We note that this is not a case in which a judge is prosecuted for acts in his official capacity undertaken in good faith. In such a case, there may exist a common law immunity from criminal prosecution. See Braatelien v. United States, 147 F.2d 888, 895 (8th Cir. 1945); Commonwealth v. Tartar, 239 S.W.2d 265, 266 (Ky.App.1951). The existence of this limited immunity would further counsel against the creation of the absolute immunity urged by Hastings.

. See also Chandler v. Judicial Council of the Tenth Circuit, 398 U.S. 74, 140, 90 S.Ct. 1648, 1682, 26 L.Ed.2d 100 (1970) (Douglas, J., dissenting); id. at 141-42, 90 S.Ct. at 1682-83 (Black, J., dissenting); Braatelien v. United States, 147 F.2d 888, 895 (8th Cir. 1945); Strawbridge v. Bednarik, 460 F.Supp. 1171, *7121173 (E.D.Pa.1978); Shore v.
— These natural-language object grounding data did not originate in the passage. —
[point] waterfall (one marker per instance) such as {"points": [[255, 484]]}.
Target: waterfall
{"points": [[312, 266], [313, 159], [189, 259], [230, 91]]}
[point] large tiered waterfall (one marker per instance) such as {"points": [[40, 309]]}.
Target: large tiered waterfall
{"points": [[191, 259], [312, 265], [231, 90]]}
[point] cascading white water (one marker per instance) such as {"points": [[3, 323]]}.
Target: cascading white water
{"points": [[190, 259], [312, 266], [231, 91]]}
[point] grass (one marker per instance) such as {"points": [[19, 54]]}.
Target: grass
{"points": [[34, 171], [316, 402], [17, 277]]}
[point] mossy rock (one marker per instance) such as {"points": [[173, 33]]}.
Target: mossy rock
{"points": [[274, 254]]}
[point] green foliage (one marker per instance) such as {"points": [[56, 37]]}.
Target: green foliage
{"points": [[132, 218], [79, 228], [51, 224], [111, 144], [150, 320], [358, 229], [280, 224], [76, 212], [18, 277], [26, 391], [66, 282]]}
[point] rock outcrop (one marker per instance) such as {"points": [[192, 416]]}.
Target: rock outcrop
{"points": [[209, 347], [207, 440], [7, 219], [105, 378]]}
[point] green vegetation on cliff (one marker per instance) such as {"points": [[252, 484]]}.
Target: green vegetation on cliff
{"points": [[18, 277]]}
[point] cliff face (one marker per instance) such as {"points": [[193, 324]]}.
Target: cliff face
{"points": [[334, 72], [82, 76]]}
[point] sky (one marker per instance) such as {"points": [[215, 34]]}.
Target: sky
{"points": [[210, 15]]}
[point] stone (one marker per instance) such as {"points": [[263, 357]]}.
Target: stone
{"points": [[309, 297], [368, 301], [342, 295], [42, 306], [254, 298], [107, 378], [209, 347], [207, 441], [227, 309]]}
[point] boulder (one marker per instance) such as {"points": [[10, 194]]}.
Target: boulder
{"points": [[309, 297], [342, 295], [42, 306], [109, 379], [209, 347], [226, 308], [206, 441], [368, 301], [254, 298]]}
Howard, 414 F.Supp. 379, 385 (N.D.Tex.1976).

. We do not address whether or under what circumstances an extended sentence of imprisonment might approach in substance removal from office.

. Hastings makes an additional argument that the Judicial Councils Reform and Judicial Conduct and Disability Act of 1980, 28 U.S.C. § 372, includes a determination by Congress that active federal judges may not be prosecuted by officers of the executive. We find this argument to be totally devoid of merit. We similarly fail to find any merit in his argument that judges of the federal courts are incapable of treating his case in an impartial fashion.